Após esse episódio, Igualdade 7-2521 resolve fugir para a floresta e aos poucos vai descobrindo um mundo novo, livre, no qual ele pode buscar seus próprios meios de sobrevivência. Ele é seguido posteriormente também por Excelência, a mulher que trabalhava no campo perto de onde ele varria e com a qual já havia trocado algumas palavras e expressado sentimentos proibidos.

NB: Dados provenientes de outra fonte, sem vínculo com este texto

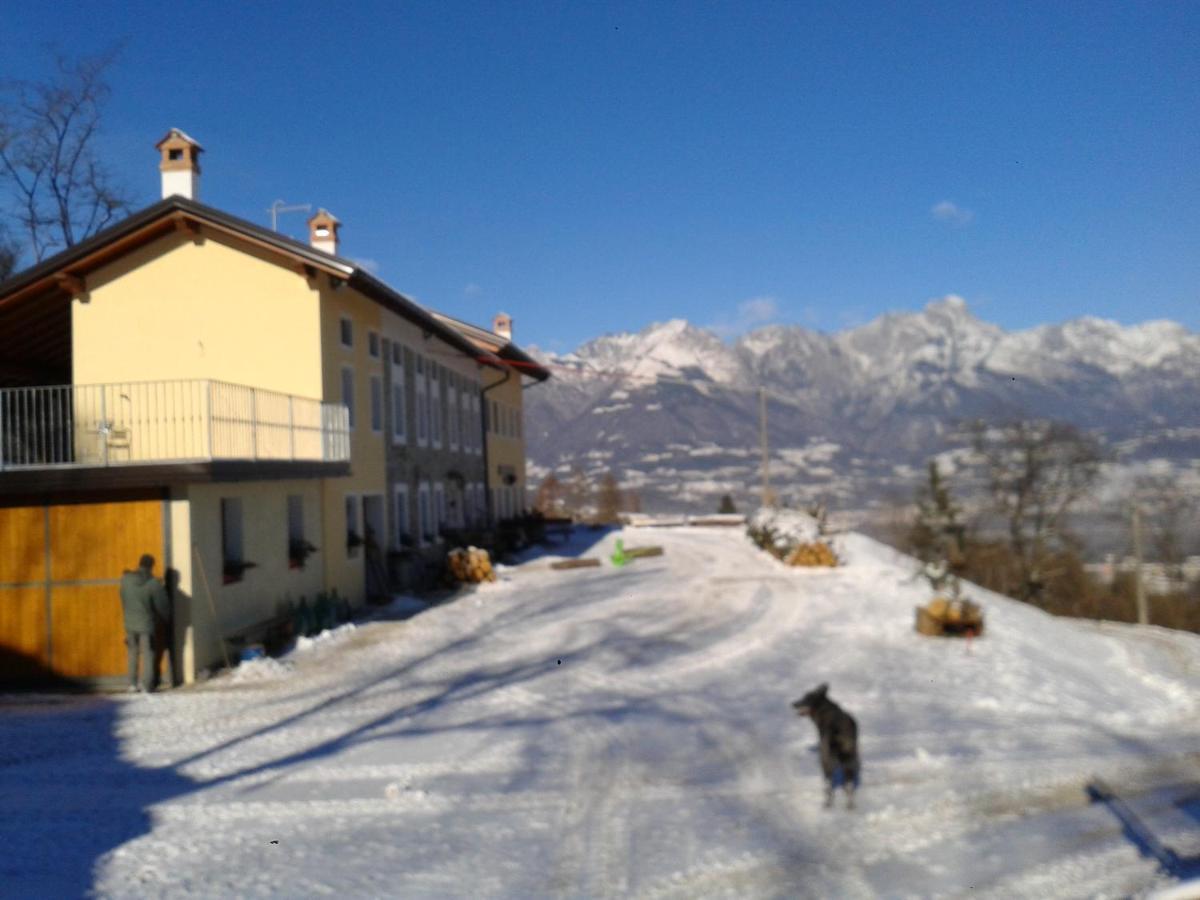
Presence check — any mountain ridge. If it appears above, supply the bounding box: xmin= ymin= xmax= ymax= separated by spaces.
xmin=527 ymin=295 xmax=1200 ymax=518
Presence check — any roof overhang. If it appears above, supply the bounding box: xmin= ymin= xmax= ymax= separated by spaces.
xmin=0 ymin=196 xmax=505 ymax=384
xmin=0 ymin=460 xmax=350 ymax=503
xmin=433 ymin=312 xmax=550 ymax=382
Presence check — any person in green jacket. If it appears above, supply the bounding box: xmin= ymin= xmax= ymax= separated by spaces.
xmin=121 ymin=553 xmax=169 ymax=694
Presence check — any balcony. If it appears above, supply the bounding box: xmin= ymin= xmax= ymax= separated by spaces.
xmin=0 ymin=379 xmax=350 ymax=472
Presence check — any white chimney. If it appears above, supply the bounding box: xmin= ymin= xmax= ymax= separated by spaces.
xmin=492 ymin=312 xmax=512 ymax=341
xmin=308 ymin=209 xmax=342 ymax=257
xmin=155 ymin=128 xmax=204 ymax=200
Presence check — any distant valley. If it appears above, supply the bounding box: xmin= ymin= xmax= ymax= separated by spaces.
xmin=526 ymin=296 xmax=1200 ymax=549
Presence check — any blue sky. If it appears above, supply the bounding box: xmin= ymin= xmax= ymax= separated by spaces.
xmin=0 ymin=2 xmax=1200 ymax=349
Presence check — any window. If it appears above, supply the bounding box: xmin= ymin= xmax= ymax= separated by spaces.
xmin=430 ymin=365 xmax=442 ymax=448
xmin=392 ymin=485 xmax=413 ymax=548
xmin=470 ymin=391 xmax=484 ymax=456
xmin=391 ymin=364 xmax=408 ymax=444
xmin=371 ymin=376 xmax=383 ymax=433
xmin=221 ymin=497 xmax=250 ymax=584
xmin=342 ymin=366 xmax=354 ymax=428
xmin=416 ymin=481 xmax=433 ymax=544
xmin=433 ymin=481 xmax=446 ymax=538
xmin=458 ymin=390 xmax=472 ymax=454
xmin=346 ymin=493 xmax=362 ymax=559
xmin=416 ymin=356 xmax=430 ymax=446
xmin=288 ymin=493 xmax=317 ymax=569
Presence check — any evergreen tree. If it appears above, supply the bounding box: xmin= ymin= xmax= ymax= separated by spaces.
xmin=910 ymin=460 xmax=966 ymax=596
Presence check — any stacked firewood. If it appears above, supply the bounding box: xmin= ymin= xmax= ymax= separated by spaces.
xmin=446 ymin=547 xmax=496 ymax=584
xmin=917 ymin=596 xmax=983 ymax=637
xmin=784 ymin=541 xmax=838 ymax=569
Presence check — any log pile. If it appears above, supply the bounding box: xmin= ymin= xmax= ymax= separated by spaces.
xmin=784 ymin=541 xmax=838 ymax=569
xmin=917 ymin=596 xmax=983 ymax=637
xmin=446 ymin=547 xmax=496 ymax=584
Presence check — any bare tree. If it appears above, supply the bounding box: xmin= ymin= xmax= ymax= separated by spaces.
xmin=0 ymin=222 xmax=18 ymax=281
xmin=972 ymin=421 xmax=1100 ymax=600
xmin=0 ymin=48 xmax=130 ymax=263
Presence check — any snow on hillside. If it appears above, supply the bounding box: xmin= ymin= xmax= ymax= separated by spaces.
xmin=526 ymin=301 xmax=1200 ymax=520
xmin=0 ymin=528 xmax=1200 ymax=898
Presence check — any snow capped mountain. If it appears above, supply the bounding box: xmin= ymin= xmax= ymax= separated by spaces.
xmin=527 ymin=295 xmax=1200 ymax=518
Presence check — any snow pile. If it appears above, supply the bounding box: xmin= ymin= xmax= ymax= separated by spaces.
xmin=746 ymin=506 xmax=821 ymax=550
xmin=229 ymin=657 xmax=295 ymax=684
xmin=289 ymin=622 xmax=356 ymax=655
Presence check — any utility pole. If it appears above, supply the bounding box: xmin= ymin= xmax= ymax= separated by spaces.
xmin=1133 ymin=503 xmax=1150 ymax=625
xmin=758 ymin=388 xmax=774 ymax=506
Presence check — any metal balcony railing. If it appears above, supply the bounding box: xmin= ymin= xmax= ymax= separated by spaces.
xmin=0 ymin=379 xmax=350 ymax=470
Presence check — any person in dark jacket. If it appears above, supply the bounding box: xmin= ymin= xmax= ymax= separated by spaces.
xmin=121 ymin=553 xmax=168 ymax=694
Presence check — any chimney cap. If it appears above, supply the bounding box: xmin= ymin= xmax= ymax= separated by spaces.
xmin=155 ymin=128 xmax=204 ymax=177
xmin=155 ymin=128 xmax=204 ymax=152
xmin=308 ymin=206 xmax=342 ymax=227
xmin=492 ymin=312 xmax=512 ymax=341
xmin=308 ymin=206 xmax=342 ymax=256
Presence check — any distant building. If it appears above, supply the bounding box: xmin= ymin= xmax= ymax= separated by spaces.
xmin=1084 ymin=553 xmax=1200 ymax=594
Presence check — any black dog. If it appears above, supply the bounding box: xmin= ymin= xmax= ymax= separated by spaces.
xmin=792 ymin=684 xmax=858 ymax=809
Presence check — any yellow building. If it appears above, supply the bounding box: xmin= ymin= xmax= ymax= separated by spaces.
xmin=433 ymin=312 xmax=550 ymax=522
xmin=0 ymin=130 xmax=535 ymax=683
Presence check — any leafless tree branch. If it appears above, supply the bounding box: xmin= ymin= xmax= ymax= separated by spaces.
xmin=0 ymin=48 xmax=131 ymax=270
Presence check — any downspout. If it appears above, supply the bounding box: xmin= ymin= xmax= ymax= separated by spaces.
xmin=521 ymin=378 xmax=546 ymax=513
xmin=479 ymin=366 xmax=512 ymax=524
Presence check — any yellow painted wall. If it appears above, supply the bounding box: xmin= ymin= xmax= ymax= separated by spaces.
xmin=484 ymin=370 xmax=526 ymax=505
xmin=320 ymin=278 xmax=388 ymax=605
xmin=71 ymin=234 xmax=324 ymax=398
xmin=182 ymin=480 xmax=326 ymax=680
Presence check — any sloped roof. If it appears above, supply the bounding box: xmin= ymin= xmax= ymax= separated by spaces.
xmin=0 ymin=194 xmax=504 ymax=376
xmin=433 ymin=311 xmax=550 ymax=382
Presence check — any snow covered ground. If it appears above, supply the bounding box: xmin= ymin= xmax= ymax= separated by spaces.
xmin=0 ymin=528 xmax=1200 ymax=898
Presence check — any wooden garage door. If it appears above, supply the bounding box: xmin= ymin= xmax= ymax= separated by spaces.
xmin=0 ymin=500 xmax=166 ymax=683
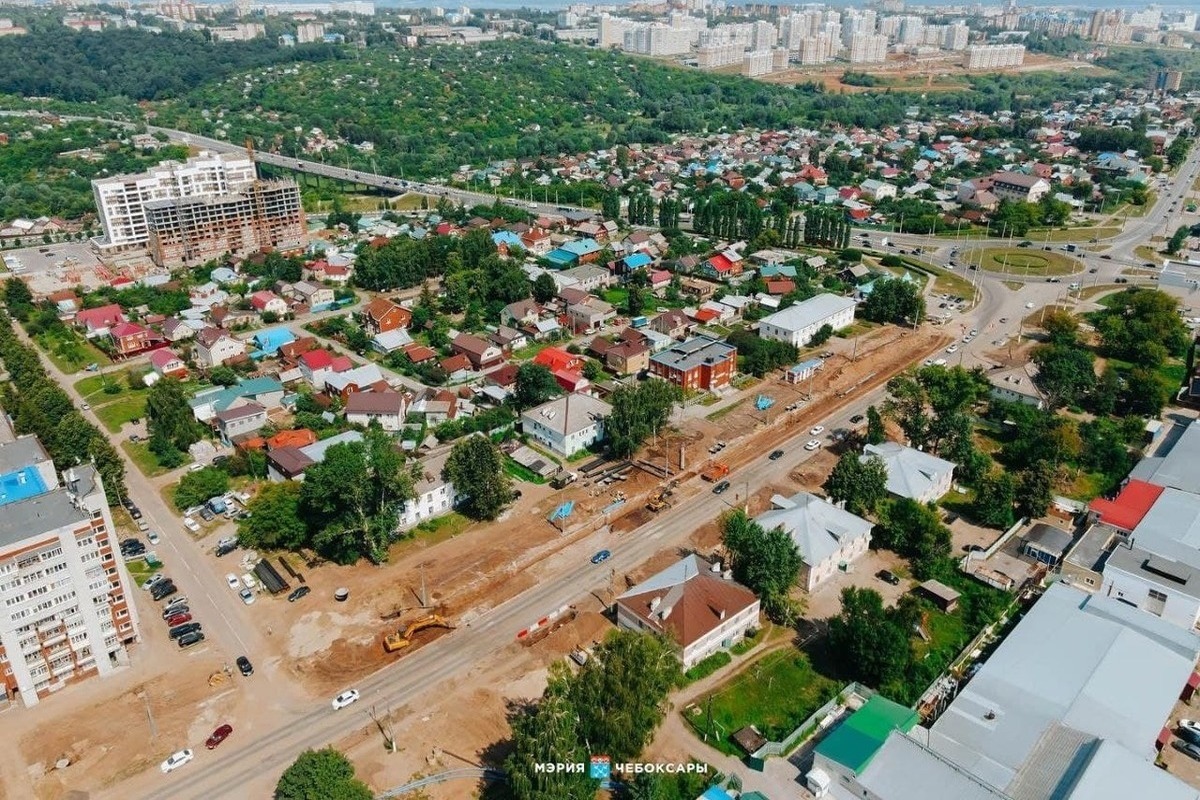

Juntos, eles encontram uma casa antiga que havia sobrevivido e nela havia livros. No meio da leitura, ele descobre a palavra “eu” e passa a refletir sobre como deve honrar sua individualidade, seus pensamentos e seus desejos não para atender a terceiros, mas para si próprio. Essa é uma reflexão que parece ser cada vez mais necessária em nossa atual sociedade, dado que ao redor do mundo estamos assistindo ao coletivismo ganhando força e consequentemente o apoio ao Estado forte que, como a própria Ayn Rand narrou em sua obra, levam à ineficiência e à anulação do próprio indivíduo.